When her friends came hurrying up behind her, she was already on the porch, on her knees, cradling a trembling little gray bird in her hands. “Gracie!” The conure was alive, but the body of Lovey, the lovebird, lay against the door leading into the house, where it had fallen, as if the wind had hurled it into the glass.

Randie tiptoed over to where the colorful little body lay. She knelt down and stroked Lovey’s feathers. When there was no response from the beautiful peach-faced lovebird, she whispered, “Oh, no.”

There was no big red parrot anywhere to be seen.

“Look for J.D.!” Abby begged them, sobbing over her lone remaining bird.

Carrying Gracie, Abby made a frantic tour of the inside of her house, hoping against hope that somehow she’d find the parrot there. In keeping with the sometimes bizarre path of tornadoes, her greenhouse had been destroyed, but her house was undisturbed—except for one thing.
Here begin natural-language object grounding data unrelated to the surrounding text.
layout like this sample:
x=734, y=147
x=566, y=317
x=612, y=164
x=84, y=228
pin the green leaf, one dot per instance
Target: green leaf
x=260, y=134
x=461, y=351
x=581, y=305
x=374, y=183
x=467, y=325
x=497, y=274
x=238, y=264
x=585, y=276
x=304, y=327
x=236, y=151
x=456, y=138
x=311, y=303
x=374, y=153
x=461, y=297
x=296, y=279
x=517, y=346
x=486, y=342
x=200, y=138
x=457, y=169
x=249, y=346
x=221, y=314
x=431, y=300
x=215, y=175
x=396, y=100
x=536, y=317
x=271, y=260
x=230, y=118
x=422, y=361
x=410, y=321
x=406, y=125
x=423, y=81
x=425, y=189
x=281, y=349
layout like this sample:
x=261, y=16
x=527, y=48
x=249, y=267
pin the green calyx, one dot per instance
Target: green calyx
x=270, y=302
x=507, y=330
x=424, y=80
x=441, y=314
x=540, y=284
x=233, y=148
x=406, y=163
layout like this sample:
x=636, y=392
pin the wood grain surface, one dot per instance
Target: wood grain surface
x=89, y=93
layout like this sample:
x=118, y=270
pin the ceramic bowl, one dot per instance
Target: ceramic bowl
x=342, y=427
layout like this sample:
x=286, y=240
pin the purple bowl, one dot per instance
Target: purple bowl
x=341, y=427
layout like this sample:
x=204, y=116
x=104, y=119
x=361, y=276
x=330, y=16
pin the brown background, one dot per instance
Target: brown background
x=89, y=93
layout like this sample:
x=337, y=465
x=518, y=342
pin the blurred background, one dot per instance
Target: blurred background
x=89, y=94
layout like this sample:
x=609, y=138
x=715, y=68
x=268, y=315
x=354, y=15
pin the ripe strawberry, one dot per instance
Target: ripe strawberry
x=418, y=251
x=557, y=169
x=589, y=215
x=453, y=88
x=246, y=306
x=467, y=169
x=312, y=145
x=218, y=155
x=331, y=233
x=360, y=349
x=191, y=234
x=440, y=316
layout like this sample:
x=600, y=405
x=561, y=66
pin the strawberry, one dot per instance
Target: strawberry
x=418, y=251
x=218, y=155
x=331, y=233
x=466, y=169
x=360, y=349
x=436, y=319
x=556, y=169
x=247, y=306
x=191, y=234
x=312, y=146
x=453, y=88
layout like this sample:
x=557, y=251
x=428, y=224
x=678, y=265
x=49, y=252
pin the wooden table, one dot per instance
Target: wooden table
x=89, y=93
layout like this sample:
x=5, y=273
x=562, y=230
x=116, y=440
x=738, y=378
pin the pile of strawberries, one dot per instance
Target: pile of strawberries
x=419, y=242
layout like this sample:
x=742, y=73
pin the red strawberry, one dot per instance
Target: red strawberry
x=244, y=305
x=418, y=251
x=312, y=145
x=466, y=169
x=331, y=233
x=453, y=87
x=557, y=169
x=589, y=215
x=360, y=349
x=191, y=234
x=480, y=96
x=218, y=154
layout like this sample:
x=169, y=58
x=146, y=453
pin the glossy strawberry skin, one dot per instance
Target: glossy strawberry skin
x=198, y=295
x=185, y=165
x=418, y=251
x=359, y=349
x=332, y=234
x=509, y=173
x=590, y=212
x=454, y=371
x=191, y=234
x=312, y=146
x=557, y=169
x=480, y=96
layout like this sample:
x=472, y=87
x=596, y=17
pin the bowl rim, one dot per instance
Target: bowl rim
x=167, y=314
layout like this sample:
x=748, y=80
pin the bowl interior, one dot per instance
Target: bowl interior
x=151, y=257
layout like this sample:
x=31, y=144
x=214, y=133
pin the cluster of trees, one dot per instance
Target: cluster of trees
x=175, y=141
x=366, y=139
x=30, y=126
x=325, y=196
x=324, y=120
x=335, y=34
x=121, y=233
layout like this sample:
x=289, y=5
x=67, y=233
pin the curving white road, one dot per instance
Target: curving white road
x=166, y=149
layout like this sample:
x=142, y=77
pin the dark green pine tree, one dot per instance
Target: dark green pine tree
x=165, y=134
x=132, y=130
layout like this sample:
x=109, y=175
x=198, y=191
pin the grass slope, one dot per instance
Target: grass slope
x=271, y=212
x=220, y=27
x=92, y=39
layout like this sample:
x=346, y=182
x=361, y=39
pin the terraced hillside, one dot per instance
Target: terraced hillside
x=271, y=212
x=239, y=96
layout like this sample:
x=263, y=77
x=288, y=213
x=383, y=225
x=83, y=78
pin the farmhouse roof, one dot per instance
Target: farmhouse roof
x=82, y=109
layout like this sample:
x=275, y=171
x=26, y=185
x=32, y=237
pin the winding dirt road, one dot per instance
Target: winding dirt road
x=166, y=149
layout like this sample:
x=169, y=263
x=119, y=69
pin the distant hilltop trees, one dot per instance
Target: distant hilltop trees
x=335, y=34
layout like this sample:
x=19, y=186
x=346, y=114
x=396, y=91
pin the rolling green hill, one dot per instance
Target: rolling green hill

The only thing she noticed missing was Patrick’s sunglasses.

Abby had put them back on the kitchen table before leaving for supper with her friends, and now they were gone. She stood for a long time, cradling Gracie and staring at the empty space where they had been.

The other women ran off the porch and scattered around the property. They called out over and over for the twenty-year-old South American parrot. They stared helplessly up into every tree, searched all around the bushes, lifted fallen boards, and ignored every other need while they fruitlessly searched for him.